Using the chain rule: \[\frac{\partial L}{\partial X[a,b]} = \sum_{i} \sum_{j} \frac{\partial L}{\partial Y[i,j]} \cdot \frac{\partial Y[i,j]}{\partial X[a,b]}\]

The key question is: which output positions \(Y[i,j]\) depend on input position \(X[a,b]\)?

Looking at our forward pass equation, \(Y[i,j]\) uses \(X[a,b]\) if \(a = i+h\) and \(b = j+w\) for some filter positions \((h,w)\). When this happens, we can compute the partial:

\[\frac{\partial Y[i,j]}{\partial X[a,b]} = \frac{\partial}{\partial X[a,b]} \left[ \sum_{h=0}^{HH-1} \sum_{w=0}^{WW-1} X[i+h, j+w] \cdot W[h,w] \right]\]

Since \(X[a,b]\) appears in this sum only when \(a = i+h\) and \(b = j+w\), the partial derivative picks out the coefficient of \(X[a,b]\): \[\frac{\partial Y[i,j]}{\partial X[a,b]} = W[h,w] \text{ where } h = a-i \text{ and } w = b-j\] Therefore: \[\frac{\partial Y[i,j]}{\partial X[a,b]} = W[a-i, b-j]\] Let's clarify what each variable represents:

So \(W[a-i, b-j]\) tells us: "What filter weight was multiplied by input position \((a,b)\) when computing output position \((i,j)\)?"

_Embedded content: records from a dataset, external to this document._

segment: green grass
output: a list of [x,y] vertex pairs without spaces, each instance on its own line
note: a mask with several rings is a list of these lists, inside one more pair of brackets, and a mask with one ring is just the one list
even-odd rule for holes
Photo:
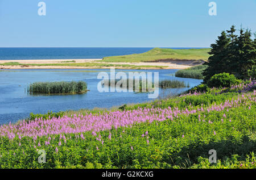
[[115,67],[117,68],[129,68],[139,69],[143,68],[164,68],[166,66],[152,66],[152,65],[133,65],[128,64],[112,64],[108,63],[97,62],[81,62],[81,63],[52,63],[52,64],[20,64],[19,62],[6,62],[0,64],[0,65],[13,66],[70,66],[70,67],[90,67],[95,68],[105,68],[108,67]]
[[162,59],[174,60],[203,60],[207,61],[210,49],[173,49],[154,48],[141,54],[106,57],[104,62],[139,62],[152,61]]
[[[218,99],[218,95],[211,95]],[[233,96],[235,99],[238,95]],[[195,99],[205,98],[204,95],[194,97]],[[229,98],[228,94],[226,98]],[[221,101],[223,103],[225,99]],[[243,106],[229,108],[229,111],[224,109],[199,112],[180,115],[173,120],[113,128],[97,132],[96,137],[92,132],[84,132],[84,140],[80,137],[81,133],[63,134],[68,139],[66,143],[59,135],[38,137],[36,140],[30,137],[19,139],[17,136],[11,141],[2,137],[1,168],[255,168],[255,102],[251,104],[245,102]],[[223,117],[224,114],[226,118]],[[142,137],[146,132],[148,135]],[[111,140],[108,138],[110,133]],[[103,145],[96,139],[100,139],[100,134]],[[51,145],[45,145],[48,137],[51,138]],[[60,141],[60,146],[58,145]],[[39,143],[40,146],[38,145]],[[55,150],[56,147],[57,153]],[[38,162],[40,156],[38,149],[46,150],[46,164]],[[217,164],[210,164],[208,161],[210,149],[217,151]]]
[[[174,115],[161,122],[113,127],[110,130],[96,132],[96,136],[89,131],[62,133],[62,137],[54,134],[36,139],[17,135],[11,140],[1,136],[0,168],[255,169],[256,92],[240,93],[238,90],[218,94],[216,93],[222,91],[218,89],[197,95],[123,106],[120,110],[170,107],[172,110],[197,111]],[[222,108],[228,101],[240,105]],[[220,106],[213,111],[206,110],[216,105]],[[201,108],[205,110],[198,110]],[[80,110],[68,111],[64,115],[74,117],[74,114],[106,112],[106,110]],[[48,116],[63,115],[50,113],[44,116],[47,119]],[[81,137],[82,135],[84,139]],[[49,137],[51,144],[46,145]],[[46,152],[46,164],[38,162],[39,149]],[[209,162],[210,149],[217,152],[216,164]]]
[[[120,81],[121,79],[115,79],[115,81],[114,81],[114,84],[113,84],[113,85],[114,86],[115,86],[116,85],[117,85],[117,83]],[[126,88],[127,88],[127,89],[129,89],[129,79],[126,79],[125,81],[126,81]],[[150,86],[151,86],[151,89],[148,89],[148,87],[147,87],[147,86],[148,86],[148,82],[147,82],[147,80],[146,80],[146,83],[145,83],[145,85],[146,85],[146,86],[145,86],[145,88],[146,88],[146,89],[145,89],[145,91],[142,91],[142,79],[139,79],[139,82],[138,82],[138,85],[139,85],[139,86],[138,86],[138,89],[137,90],[136,89],[136,84],[135,84],[135,79],[133,79],[133,90],[134,90],[134,91],[138,91],[138,92],[140,92],[140,93],[146,93],[146,92],[152,92],[152,91],[154,91],[154,82],[152,82],[152,83],[151,83],[151,85],[149,85]],[[120,82],[121,83],[121,82]],[[104,84],[104,85],[106,85],[106,86],[108,86],[108,87],[111,87],[112,86],[113,86],[112,84],[111,84],[111,81],[110,80],[109,80],[109,79],[107,79],[107,80],[105,80],[105,79],[104,79],[103,80],[103,81],[102,82],[102,84],[103,85],[103,84]],[[121,83],[120,84],[120,85],[119,85],[119,87],[121,87],[121,88],[123,88],[123,84],[122,83]],[[123,87],[123,88],[125,88],[125,87]]]
[[159,83],[159,87],[162,89],[189,87],[189,85],[185,84],[184,81],[177,80],[164,80]]
[[31,94],[75,94],[87,91],[87,85],[79,82],[40,82],[30,84],[27,91]]
[[175,76],[178,77],[203,79],[204,76],[202,73],[207,68],[207,65],[200,65],[185,69],[179,70],[176,72]]

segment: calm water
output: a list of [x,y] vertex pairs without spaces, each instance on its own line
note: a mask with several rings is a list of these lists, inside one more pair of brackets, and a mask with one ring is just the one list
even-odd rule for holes
[[0,48],[0,60],[102,58],[107,56],[141,53],[152,49],[152,48]]
[[[176,78],[170,76],[177,70],[140,70],[137,72],[159,72],[159,78],[176,79],[189,82],[191,87],[200,84],[201,80]],[[133,70],[119,70],[128,73]],[[26,118],[30,112],[47,113],[48,111],[58,112],[67,110],[81,108],[92,109],[94,107],[110,108],[123,104],[141,103],[152,101],[147,93],[100,93],[97,87],[101,79],[97,78],[98,73],[109,69],[65,69],[65,70],[3,70],[0,71],[0,124],[15,122]],[[87,93],[73,95],[28,95],[25,89],[30,83],[39,81],[84,81],[87,82]],[[171,93],[177,94],[188,88],[172,89],[163,91],[160,97]]]

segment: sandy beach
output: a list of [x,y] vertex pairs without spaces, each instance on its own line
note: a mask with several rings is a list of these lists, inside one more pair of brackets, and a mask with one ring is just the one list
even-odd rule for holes
[[[179,64],[175,63],[172,63],[172,62],[102,62],[102,59],[65,59],[65,60],[0,60],[0,64],[8,63],[8,62],[19,62],[20,64],[26,64],[26,65],[0,65],[0,69],[94,69],[94,68],[101,68],[101,69],[109,69],[109,66],[66,66],[64,64],[67,63],[85,63],[85,62],[94,62],[94,63],[104,63],[105,64],[114,64],[114,65],[130,65],[133,66],[154,66],[155,68],[142,68],[141,69],[160,69],[158,66],[166,66],[161,69],[186,69],[191,67],[185,62],[179,63]],[[70,61],[75,61],[75,62],[70,62]],[[32,64],[33,65],[30,65],[30,64]],[[47,65],[47,66],[42,66],[35,65],[35,64],[57,64],[60,65],[54,66],[54,65]],[[63,64],[63,65],[60,65]],[[113,67],[114,68],[114,67]],[[116,69],[130,69],[130,68],[123,68],[123,67],[114,67]]]

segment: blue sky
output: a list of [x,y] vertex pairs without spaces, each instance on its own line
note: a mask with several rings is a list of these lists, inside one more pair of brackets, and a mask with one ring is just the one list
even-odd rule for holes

Therefore: \[\frac{\partial L}{\partial X[a,b]} = \sum_{i}\sum_{j} \frac{\partial L}{\partial Y[i,j]} \cdot W[a-i, b-j]\]

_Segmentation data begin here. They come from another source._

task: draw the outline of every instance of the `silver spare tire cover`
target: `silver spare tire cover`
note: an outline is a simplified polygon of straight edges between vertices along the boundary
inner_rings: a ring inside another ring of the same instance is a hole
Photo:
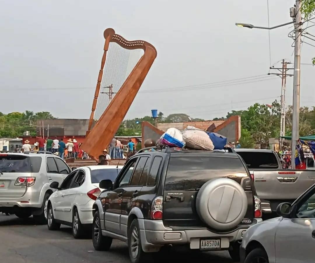
[[[215,178],[205,183],[196,201],[201,219],[210,227],[218,230],[236,226],[247,209],[245,191],[236,182],[228,178]]]

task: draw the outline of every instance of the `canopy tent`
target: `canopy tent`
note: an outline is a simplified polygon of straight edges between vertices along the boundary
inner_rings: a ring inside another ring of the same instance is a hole
[[[292,137],[290,136],[284,136],[280,137],[280,138],[284,138],[286,140],[292,140]],[[315,141],[315,135],[309,135],[303,137],[300,137],[300,140],[304,141]]]

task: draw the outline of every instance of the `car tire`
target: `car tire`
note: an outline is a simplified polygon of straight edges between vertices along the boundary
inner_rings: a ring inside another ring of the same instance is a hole
[[[255,248],[250,252],[246,256],[244,263],[269,263],[268,256],[263,248]]]
[[[239,247],[241,244],[237,241],[231,243],[229,248],[229,254],[230,256],[235,262],[238,262],[240,260]]]
[[[128,235],[129,257],[132,263],[142,263],[151,261],[149,258],[150,254],[142,250],[139,223],[136,219],[131,222],[128,230]]]
[[[84,227],[81,223],[77,209],[75,208],[72,215],[72,235],[75,238],[82,238],[84,237]]]
[[[32,212],[30,211],[18,212],[15,213],[15,215],[19,218],[26,219],[32,215]]]
[[[53,207],[51,204],[48,203],[47,205],[47,225],[48,229],[49,230],[59,230],[60,228],[60,224],[56,223],[54,218],[54,211],[53,210]]]
[[[48,198],[50,196],[49,193],[46,193],[44,196],[42,207],[41,207],[40,214],[33,215],[33,217],[39,225],[46,225],[47,224],[47,207],[48,203]]]
[[[95,213],[92,224],[92,241],[95,250],[105,251],[108,250],[112,245],[113,239],[102,235],[100,218],[98,211]]]

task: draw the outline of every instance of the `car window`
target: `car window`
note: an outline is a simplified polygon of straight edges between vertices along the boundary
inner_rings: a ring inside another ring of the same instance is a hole
[[[147,158],[146,164],[144,165],[143,169],[142,170],[142,173],[141,174],[141,177],[140,178],[140,181],[139,182],[139,185],[145,185],[146,184],[146,181],[148,180],[148,173],[149,172],[149,168],[150,168],[150,159],[148,158]]]
[[[56,163],[58,167],[59,173],[63,174],[68,174],[70,172],[68,166],[63,161],[59,158],[54,158],[56,161]]]
[[[140,157],[137,164],[137,166],[135,168],[131,180],[130,182],[130,185],[139,185],[140,177],[142,173],[142,171],[144,167],[148,157],[146,156]]]
[[[162,159],[162,157],[161,156],[156,156],[154,157],[148,177],[146,185],[148,186],[153,186],[155,185],[157,176],[160,171]]]
[[[83,170],[80,170],[76,176],[73,183],[71,186],[71,188],[81,186],[85,179],[85,173]]]
[[[206,182],[213,178],[234,176],[238,177],[248,176],[245,167],[238,158],[171,156],[165,180],[165,189],[198,190]]]
[[[54,158],[51,157],[47,158],[47,172],[58,173],[58,169],[56,165]]]
[[[123,175],[119,181],[119,187],[128,185],[129,184],[129,181],[130,181],[130,178],[134,171],[134,167],[137,160],[137,158],[133,158],[127,164],[125,168],[124,167]]]
[[[31,161],[31,166],[32,167],[32,172],[38,172],[40,170],[40,167],[42,165],[42,157],[36,156],[32,157],[30,158]]]
[[[71,185],[71,183],[73,180],[73,178],[77,174],[77,171],[74,172],[73,172],[70,173],[66,178],[66,179],[64,180],[63,182],[62,182],[62,183],[61,184],[61,185],[60,186],[60,190],[65,190],[70,188],[70,186]]]
[[[92,170],[91,171],[91,182],[92,184],[97,184],[105,179],[115,182],[121,170],[120,168],[112,168]]]

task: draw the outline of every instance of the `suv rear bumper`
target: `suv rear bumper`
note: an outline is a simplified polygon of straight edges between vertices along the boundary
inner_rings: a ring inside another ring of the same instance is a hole
[[[241,240],[245,231],[252,225],[262,221],[255,219],[251,225],[244,225],[228,233],[212,232],[207,228],[200,228],[175,231],[164,225],[162,220],[138,219],[142,249],[145,252],[158,251],[166,245],[189,244],[191,249],[199,249],[201,239],[221,238],[221,250],[228,249],[231,242]]]

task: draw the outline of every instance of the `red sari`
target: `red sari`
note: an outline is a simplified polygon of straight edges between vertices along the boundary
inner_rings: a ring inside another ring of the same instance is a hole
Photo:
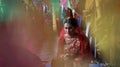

Now, technically we need to be careful about which \((i,j)\) values to sum over (since not all output positions use every input position), but this leads to complex bounds checking that makes the equation unwieldy. The beauty of the padding approach we'll show next is that it eliminates the need for explicit bounds checking entirely, the padding and convolution structure handle all the boundary conditions automatically.

Recognizing the convolution

Let's substitute \(h = a-i\) and \(w = b-j\) to reveal the structure:

\[\frac{\partial L}{\partial X[a,b]} = \sum_{h} \sum_{w} \frac{\partial L}{\partial Y[a-h, b-w]} \cdot W[h,w]\]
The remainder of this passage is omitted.